語られる言葉の河へ

2010年1月29日開設
大岡昇平、佐藤優、読書

【本】異国で独りはたらく ~『スウェーデンの作業療法士』~

2015年12月26日 | □スウェーデン
 河本佳子さんは、マルメ大学総合病院ではたらく作業療法士である。
 本書は、かの国の作業療法士の仕事ぶりや作業療法の現場を紹介するとともに、「福祉先進国」を支える平等の精神を伝える。

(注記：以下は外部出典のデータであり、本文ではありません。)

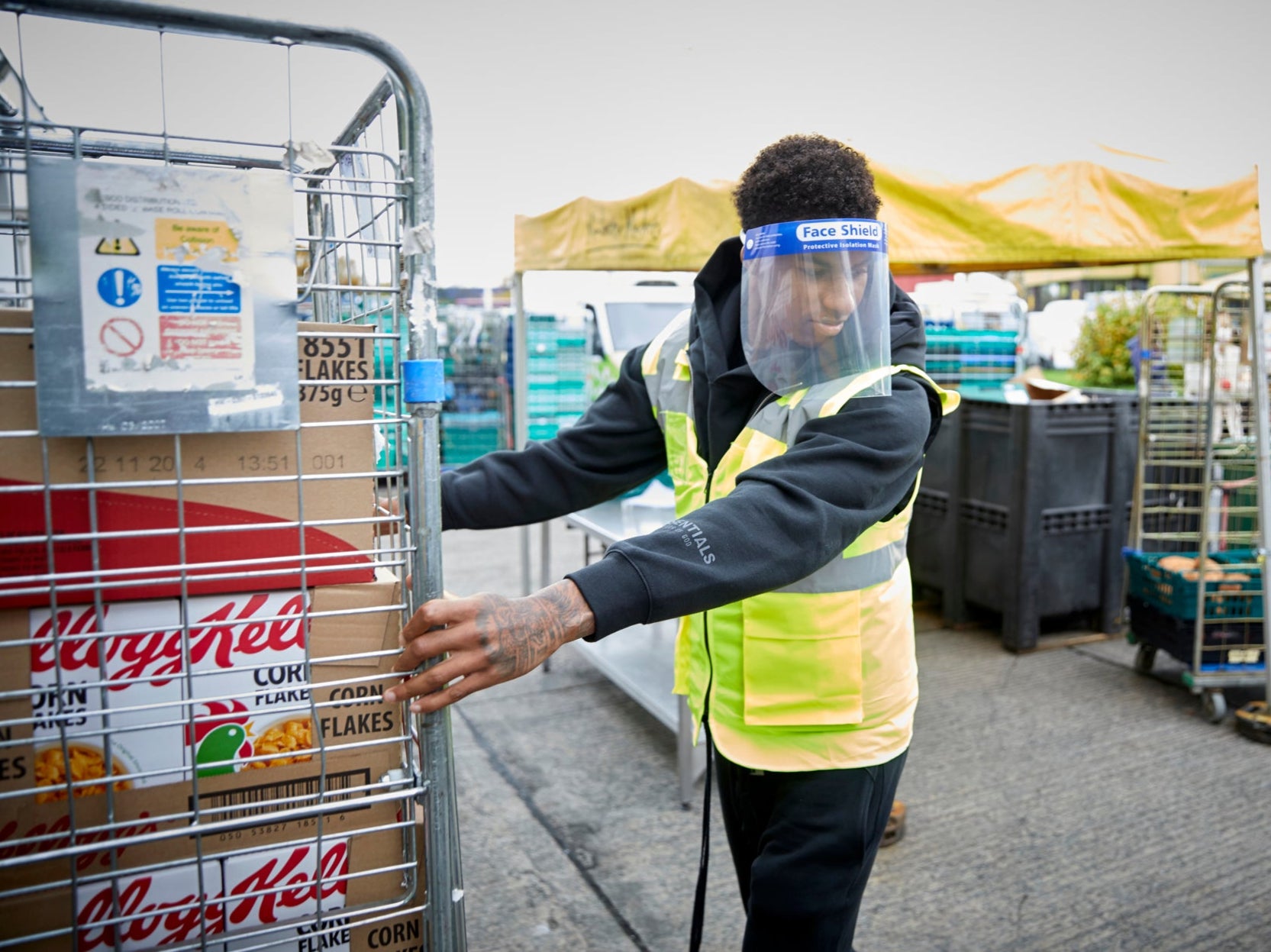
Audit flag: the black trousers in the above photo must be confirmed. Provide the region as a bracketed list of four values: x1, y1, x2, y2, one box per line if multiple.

 リハビリテーションあるいはハビリテーションは、個々の患者の治療や訓練だけではなくて、住環境や地域の社会環境の整備も推進しなくてはならない。
 だから、スウェーデンの作業療法士は、建築に関する基礎的な素養をもたねばならない。
 高齢者や障害者が暮らす住宅の改造にあたっては、家庭訪問し調査し、改造の必要性を証明する書類を作成し、簡単な設計図さえも作成し、コミューン(日本の市町村に相当する)の建築事務所へ申請する。
 個々の住宅改造に関与するだけではない。都市計画が設計される際にも発言する。
 患者の社会参加にも寄与する。医療チームの一員、「余暇コンサルタント」とともに、夏休みにはキャンプやマルメ市探検などを企画し、実施するのだ。
 忙しいが、自主的に指導・訓練計画をたて、自らの責任において実施できる点で、「大変だけれども最高に面白い」。
 面白いのは当然だ。仕事の範囲が、日本の作業療法士より、かくだんに広い。

 本書は、作業療法士の日常、同僚たちの人間模様、感覚統合教室とも訳されるスヌーゼレンの実際、統合教育や特別支援学校を実例に即して紹介している。医療福祉や障害児教育の専門家はもとより、患者とその家族にも役立つだろう。
 現に、著者は、日本の各地で、なんどか講演している。

 さらに、本書のいたるところで言及されるスウェーデンの福祉、そのお国柄は、一般の読者にも興味深いはずだ。
 たとえば、医療制度。
 歯科医療は別として、すべての病院は公営であり、独立した医療予算の枠内で患者負担のない公的治療を行う(社会保険による医療費給付ではない)。だから、過剰診療は生じない。
 たとえばまた、スウェーデン独特の平等な社会システム。
 平等は、議論に地位の上下関係が持ちこまれず、職種に関係なく互いをファースト・ネームで呼び合う点にも見られる。
 スウェーデンでは、幼いころから、家庭内のことは家族が共同で処理する。こうした発達期の環境が、男女の性差や障害の有無にかかわらず、誰もが自立すること、そのうえで平等に生きること、といった精神をつくりあげたものだろう。著者はそう推定している。